Entre janvier et mai 2025, 1 865 personnes ont disparu en mer en tentant de rejoindre l’Europe.
Ce chiffre, glaçant, est au cœur du dernier rapport du collectif Caminando Fronteras, qui accuse frontalement les politiques migratoires européennes de nourrir une « machine à mourir ». Derrière les statistiques : des visages, des femmes, des enfants, et des naufrages ignorés.
Une stratégie de mort déguisée en contrôle
Ce n’est pas un accident. Pas une fatalité. 47 % des naufrages recensés par Caminando Fronteras sont directement liés à des décisions humaines : retards délibérés des secours, absence de coordination bilatérale, limitations de l’aviation de sauvetage, ou encore transfert cynique de la responsabilité aux navires privés. Ces naufrages sont les symptômes d’une logique d’externalisation du contrôle migratoire, plus soucieuse de frontières que de vies humaines.

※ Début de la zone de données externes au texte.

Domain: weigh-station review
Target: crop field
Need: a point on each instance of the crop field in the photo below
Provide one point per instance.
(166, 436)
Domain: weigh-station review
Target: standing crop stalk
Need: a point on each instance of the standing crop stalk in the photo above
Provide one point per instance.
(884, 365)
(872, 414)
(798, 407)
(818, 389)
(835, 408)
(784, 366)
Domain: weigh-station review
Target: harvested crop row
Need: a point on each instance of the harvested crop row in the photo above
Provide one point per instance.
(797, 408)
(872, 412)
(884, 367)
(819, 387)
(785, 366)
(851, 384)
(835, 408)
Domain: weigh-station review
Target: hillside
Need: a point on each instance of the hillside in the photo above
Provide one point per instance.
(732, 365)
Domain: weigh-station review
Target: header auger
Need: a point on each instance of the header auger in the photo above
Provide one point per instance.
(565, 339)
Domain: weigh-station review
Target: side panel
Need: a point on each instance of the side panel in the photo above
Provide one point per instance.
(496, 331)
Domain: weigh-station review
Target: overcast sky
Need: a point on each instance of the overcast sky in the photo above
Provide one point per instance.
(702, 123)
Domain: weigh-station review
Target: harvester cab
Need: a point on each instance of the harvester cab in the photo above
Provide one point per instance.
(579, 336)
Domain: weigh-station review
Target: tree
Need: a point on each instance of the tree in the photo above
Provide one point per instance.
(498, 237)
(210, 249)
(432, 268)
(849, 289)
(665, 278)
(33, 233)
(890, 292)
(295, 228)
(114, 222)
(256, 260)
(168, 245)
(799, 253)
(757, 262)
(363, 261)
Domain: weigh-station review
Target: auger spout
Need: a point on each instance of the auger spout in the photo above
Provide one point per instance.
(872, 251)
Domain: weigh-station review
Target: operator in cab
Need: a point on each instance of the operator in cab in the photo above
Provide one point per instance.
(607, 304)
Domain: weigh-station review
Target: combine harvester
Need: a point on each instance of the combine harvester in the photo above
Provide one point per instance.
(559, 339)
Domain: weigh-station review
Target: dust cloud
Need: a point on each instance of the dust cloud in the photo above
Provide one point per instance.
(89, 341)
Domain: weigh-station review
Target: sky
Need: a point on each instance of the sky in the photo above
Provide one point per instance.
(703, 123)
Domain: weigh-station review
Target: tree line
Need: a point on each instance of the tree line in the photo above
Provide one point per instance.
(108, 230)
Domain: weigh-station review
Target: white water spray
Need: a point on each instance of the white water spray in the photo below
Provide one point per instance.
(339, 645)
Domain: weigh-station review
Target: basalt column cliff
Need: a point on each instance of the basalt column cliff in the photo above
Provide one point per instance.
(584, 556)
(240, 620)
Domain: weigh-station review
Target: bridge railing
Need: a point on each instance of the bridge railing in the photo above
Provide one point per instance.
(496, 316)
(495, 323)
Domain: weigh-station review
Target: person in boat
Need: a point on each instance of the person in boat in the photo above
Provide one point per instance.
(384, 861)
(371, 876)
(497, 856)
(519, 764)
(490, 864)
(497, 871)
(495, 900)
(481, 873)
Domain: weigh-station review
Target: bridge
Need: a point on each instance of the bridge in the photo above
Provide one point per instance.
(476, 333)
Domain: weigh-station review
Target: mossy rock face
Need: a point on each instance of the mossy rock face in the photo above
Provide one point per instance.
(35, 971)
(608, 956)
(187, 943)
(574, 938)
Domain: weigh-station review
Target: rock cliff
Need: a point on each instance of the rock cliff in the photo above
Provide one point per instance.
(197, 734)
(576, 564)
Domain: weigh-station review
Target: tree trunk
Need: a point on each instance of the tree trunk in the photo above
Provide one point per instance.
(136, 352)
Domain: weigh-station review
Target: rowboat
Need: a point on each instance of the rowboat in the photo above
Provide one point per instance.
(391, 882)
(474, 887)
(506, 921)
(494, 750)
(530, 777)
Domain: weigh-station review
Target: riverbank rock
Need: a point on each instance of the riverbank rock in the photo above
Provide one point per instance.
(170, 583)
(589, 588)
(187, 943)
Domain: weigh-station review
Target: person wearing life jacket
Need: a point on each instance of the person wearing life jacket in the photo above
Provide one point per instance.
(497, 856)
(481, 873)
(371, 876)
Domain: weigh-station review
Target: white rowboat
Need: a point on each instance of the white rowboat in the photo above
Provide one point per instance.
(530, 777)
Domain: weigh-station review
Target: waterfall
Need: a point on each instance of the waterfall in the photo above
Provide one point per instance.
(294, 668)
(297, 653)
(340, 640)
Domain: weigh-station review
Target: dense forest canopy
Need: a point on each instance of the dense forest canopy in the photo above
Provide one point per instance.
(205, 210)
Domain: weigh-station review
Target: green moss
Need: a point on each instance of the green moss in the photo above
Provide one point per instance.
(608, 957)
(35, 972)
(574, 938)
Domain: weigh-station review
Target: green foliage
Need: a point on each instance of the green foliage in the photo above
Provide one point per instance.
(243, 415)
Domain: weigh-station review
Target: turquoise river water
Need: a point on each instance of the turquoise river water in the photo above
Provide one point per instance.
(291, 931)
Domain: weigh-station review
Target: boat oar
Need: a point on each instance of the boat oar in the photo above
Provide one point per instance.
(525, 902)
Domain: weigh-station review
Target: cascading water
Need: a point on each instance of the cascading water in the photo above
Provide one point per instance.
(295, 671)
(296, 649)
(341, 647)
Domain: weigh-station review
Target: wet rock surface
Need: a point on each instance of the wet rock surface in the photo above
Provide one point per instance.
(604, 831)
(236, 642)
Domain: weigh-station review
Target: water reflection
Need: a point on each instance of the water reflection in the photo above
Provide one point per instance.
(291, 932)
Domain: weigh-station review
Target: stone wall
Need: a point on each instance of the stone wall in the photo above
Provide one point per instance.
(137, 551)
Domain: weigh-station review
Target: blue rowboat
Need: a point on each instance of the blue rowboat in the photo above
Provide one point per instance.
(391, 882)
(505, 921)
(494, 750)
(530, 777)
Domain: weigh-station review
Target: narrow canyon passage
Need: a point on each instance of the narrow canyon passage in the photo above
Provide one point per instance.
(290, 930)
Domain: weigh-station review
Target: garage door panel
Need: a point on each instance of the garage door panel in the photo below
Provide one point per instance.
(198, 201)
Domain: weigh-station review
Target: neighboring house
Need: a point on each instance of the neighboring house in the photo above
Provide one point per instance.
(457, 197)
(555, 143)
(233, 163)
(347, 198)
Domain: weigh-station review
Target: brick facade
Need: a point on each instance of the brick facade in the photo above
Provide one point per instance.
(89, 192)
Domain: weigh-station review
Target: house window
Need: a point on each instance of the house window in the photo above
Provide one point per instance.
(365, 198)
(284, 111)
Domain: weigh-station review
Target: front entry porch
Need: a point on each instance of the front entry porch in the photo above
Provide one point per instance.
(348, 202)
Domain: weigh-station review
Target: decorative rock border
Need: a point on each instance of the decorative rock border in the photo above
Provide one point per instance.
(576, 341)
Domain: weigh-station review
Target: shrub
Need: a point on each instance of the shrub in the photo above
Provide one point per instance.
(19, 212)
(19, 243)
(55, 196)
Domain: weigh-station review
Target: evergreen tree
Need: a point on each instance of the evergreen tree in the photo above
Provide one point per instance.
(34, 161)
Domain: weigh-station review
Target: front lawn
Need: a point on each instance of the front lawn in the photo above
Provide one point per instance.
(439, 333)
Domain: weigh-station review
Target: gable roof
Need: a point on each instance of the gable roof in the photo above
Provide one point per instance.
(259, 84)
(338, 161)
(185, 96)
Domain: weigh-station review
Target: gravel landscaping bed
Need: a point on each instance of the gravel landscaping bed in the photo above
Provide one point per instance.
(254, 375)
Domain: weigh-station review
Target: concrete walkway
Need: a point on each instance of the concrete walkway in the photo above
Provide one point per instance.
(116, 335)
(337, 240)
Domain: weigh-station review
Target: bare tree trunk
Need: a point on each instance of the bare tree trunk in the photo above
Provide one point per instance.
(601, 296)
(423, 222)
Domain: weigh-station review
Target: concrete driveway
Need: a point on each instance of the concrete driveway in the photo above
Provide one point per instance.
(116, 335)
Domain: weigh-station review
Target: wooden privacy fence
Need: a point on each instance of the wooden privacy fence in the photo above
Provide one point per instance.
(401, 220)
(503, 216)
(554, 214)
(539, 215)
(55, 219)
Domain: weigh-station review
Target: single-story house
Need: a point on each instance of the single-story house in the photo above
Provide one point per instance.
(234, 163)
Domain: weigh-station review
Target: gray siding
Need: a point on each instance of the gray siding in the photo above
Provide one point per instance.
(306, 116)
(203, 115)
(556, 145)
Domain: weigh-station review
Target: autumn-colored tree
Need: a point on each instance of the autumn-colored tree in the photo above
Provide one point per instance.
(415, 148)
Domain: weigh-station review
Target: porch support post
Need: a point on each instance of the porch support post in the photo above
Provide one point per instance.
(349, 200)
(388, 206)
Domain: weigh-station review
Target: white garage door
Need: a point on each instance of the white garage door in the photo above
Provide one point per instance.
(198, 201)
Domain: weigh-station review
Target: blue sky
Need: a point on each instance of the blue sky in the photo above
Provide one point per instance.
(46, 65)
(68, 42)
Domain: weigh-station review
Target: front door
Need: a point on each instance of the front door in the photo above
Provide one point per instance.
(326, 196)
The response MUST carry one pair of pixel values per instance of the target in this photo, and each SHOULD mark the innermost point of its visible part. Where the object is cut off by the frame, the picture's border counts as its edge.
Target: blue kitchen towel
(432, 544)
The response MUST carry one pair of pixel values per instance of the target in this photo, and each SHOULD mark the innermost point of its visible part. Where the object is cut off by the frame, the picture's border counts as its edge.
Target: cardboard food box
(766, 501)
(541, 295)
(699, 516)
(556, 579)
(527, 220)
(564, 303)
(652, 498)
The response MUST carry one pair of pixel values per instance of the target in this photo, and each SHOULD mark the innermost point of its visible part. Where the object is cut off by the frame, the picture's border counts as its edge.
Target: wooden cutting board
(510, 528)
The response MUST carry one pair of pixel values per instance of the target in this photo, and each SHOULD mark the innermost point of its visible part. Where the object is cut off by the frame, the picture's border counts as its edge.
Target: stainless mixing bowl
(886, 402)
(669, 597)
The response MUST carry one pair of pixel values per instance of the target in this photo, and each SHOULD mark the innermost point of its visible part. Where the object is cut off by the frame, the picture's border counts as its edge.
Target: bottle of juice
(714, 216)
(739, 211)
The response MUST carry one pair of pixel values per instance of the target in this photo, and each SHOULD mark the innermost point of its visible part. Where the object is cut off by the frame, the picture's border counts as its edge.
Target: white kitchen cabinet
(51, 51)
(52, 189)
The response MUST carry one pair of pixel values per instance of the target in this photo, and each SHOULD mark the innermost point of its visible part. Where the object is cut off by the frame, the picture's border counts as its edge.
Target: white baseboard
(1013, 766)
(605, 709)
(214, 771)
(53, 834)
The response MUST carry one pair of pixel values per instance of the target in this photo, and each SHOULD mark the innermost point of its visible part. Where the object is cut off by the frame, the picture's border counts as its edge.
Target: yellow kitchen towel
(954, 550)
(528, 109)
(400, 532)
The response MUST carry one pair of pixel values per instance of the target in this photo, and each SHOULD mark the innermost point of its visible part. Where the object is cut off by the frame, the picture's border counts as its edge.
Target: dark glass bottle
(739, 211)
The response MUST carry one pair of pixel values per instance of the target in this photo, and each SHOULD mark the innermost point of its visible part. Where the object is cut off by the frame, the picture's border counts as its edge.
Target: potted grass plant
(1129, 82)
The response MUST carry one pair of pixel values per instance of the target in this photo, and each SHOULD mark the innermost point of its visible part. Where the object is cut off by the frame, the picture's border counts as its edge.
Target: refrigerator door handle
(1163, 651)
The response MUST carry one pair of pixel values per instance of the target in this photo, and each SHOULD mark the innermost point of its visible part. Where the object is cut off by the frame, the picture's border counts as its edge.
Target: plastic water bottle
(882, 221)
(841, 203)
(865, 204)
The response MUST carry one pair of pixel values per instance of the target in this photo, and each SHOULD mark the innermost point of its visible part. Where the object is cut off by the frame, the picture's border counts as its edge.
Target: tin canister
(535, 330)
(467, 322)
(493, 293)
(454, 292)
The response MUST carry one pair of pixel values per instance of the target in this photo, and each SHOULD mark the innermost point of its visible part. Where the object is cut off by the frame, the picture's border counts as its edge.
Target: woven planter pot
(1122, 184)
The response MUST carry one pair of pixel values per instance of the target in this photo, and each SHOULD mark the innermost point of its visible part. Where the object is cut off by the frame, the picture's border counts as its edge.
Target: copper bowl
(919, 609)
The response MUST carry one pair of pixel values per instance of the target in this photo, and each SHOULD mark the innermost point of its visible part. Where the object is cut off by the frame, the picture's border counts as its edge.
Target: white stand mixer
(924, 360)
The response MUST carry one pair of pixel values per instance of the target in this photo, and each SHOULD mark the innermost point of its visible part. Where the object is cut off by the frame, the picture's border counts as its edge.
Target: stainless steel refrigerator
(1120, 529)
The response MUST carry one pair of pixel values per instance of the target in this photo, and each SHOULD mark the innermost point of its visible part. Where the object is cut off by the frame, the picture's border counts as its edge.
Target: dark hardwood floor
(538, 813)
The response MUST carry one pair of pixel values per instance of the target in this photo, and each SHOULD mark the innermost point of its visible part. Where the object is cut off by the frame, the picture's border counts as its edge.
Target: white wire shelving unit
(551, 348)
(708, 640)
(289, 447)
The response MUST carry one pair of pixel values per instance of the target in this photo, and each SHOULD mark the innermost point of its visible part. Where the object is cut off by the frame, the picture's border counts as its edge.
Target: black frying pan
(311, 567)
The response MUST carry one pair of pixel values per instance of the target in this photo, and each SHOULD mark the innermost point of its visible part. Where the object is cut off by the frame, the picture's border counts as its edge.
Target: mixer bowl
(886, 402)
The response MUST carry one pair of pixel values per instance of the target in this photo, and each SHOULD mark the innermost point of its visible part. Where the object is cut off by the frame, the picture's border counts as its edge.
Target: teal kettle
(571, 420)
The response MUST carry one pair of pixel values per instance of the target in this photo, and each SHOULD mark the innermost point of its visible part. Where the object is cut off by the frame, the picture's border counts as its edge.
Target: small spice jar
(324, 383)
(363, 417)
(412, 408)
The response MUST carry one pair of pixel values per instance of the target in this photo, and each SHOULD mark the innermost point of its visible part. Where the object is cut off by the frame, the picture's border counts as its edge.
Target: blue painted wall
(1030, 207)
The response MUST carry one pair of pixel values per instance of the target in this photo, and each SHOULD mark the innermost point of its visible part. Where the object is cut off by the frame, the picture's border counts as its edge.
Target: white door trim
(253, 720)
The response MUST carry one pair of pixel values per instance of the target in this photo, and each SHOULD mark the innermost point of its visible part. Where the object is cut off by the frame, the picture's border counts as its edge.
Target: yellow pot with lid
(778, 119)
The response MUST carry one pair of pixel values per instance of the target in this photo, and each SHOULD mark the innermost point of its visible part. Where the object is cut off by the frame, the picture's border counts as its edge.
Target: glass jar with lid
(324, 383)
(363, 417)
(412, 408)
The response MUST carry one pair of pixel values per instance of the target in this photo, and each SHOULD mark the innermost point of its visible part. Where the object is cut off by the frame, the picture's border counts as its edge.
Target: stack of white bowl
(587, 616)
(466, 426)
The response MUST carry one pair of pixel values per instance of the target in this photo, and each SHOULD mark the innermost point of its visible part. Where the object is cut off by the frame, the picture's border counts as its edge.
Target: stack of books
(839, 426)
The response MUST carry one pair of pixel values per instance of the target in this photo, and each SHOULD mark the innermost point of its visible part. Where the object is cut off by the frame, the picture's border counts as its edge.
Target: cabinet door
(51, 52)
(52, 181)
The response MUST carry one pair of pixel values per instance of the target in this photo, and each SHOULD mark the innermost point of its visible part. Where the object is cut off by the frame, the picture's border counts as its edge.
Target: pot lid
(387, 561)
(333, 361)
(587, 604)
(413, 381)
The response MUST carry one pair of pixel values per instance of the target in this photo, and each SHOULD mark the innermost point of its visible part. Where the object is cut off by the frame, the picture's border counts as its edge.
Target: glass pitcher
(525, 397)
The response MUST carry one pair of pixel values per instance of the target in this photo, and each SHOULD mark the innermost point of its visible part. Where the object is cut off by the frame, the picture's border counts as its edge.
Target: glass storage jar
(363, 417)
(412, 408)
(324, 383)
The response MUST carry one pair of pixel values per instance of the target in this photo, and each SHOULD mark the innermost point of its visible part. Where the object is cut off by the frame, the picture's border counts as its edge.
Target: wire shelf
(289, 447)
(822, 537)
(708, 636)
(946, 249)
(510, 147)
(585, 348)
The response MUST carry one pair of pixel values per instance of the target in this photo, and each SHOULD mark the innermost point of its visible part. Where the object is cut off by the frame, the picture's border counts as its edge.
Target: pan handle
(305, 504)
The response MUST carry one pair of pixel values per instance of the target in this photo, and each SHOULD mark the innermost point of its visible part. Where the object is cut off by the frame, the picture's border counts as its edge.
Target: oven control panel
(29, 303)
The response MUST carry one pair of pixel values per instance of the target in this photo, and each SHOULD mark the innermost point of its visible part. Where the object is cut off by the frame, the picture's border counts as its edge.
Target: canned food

« Ces morts sont évitables », martèle le rapport, qui parle d’une stratégie délibérée de dissuasion par le risque de mort. Autrement dit : faire de la Méditerranée et de l’Atlantique des barrières naturelles où l’on se noie dans l’indifférence.
Canaries, Baléares, Gibraltar : une cartographie de l’oubli
La route Atlantique vers les Canaries demeure la plus meurtrière. 1 482 morts en cinq mois, dont 1 318 rien que sur la route mauritanienne au départ de Nouadhibou. Certaines embarcations dérivent jusqu’en Amérique latine, retrouvées au Brésil ou à Trinité-et-Tobago, avec à bord des corps déshydratés ou épuisés. La mer comme seul tombeau.
Plus à l’est, la route algérienne vers les Baléares a causé 328 disparitions, souvent à proximité des côtes. Le rapport pointe l’absence de coordination entre les autorités espagnoles et algériennes, malgré des alertes précises. Un nouveau profil émerge : celui de migrants somaliens transitant par l’Algérie, fuyant d’autres conflits invisibilisés.
Au détroit de Gibraltar, c’est la disparition silencieuse. De jeunes migrants, parfois mineurs, tentent de rejoindre Ceuta à la nage. Leurs corps sont retrouvés sur les plages espagnoles, non identifiés, non réclamés, non nommés. La déshumanisation est totale.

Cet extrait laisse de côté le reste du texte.